In 2023, after a 10-month trial at the Manchester Crown Court, Letby was found guilty of the murder of seven babies and the attempted murder of six others.
The case, one of the most shocking in British criminal history, resulted in a life sentence for Letby with no possibility of parole. And left her with the title of being the most vilified woman in the UK.
But, since that verdict, Purdy and a small group of Letby supporters and medical staff have questioned whether she was wrongfully convicted, arguing that the prosecution case relied heavily on circumstantial evidence rather than definitive proof.
"The moment for me when I thought 'she didn't do it' was when I talked to the neonatologist, who had read the babies' case notes and he said to me 'there are different ways that these babies could have died that are not murder but natural causes'... and that point, I knew that a neonatologist who had read the case notes and who could say that this... well, it was massively problematic."
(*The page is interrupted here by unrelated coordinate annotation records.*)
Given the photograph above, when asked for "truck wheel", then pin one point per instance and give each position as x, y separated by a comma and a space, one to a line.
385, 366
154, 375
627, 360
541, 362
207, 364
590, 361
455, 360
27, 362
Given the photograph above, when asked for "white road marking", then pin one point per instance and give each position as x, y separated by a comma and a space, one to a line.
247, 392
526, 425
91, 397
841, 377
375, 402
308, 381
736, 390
Then this month, a panel of 14 international medical experts, led by retired Canadian neonatologist Dr Shoo Lee, released a report, and held a press conference, challenging the convictions of Letby, suggesting that the infants' deaths and medical complications were due to natural causes or substandard medical care, rather than murder.
The panel said there was no medical basis for the allegations of intentional harm. Instead, they identified issues such as inadequate staffing, misdiagnoses, and delays in treatment as contributing factors to the babies' deaths.
"Most people don't have an expert panel like this coming to their rescue, but these people are really high calibre," Purdy said.
"I am thrilled for Lucy because I don't think they can be dismissed as other experts have been in the UK, who were trying to raise the alarm [for Letby]. I think there is a really great chance she will be exonerated."
A spokesperson for the Countess of Chester Hospital NHS Foundation Trust told UK reporters: "Due to the Thirlwall inquiry (a statutory public inquiry) and the ongoing police investigations, it would not be appropriate to comment further at this time."
Letby's new barrister, Mark McDonald, has now referred her case to the Criminal Cases Review Commission to have it reopened.
When asked whether he believes that the CCRC will send the case back to the courts, McDonald told a UK radio show: "I think they're going to have no choice. The evidence that was presented [at the press conference] completely demolishes what was said before the jury."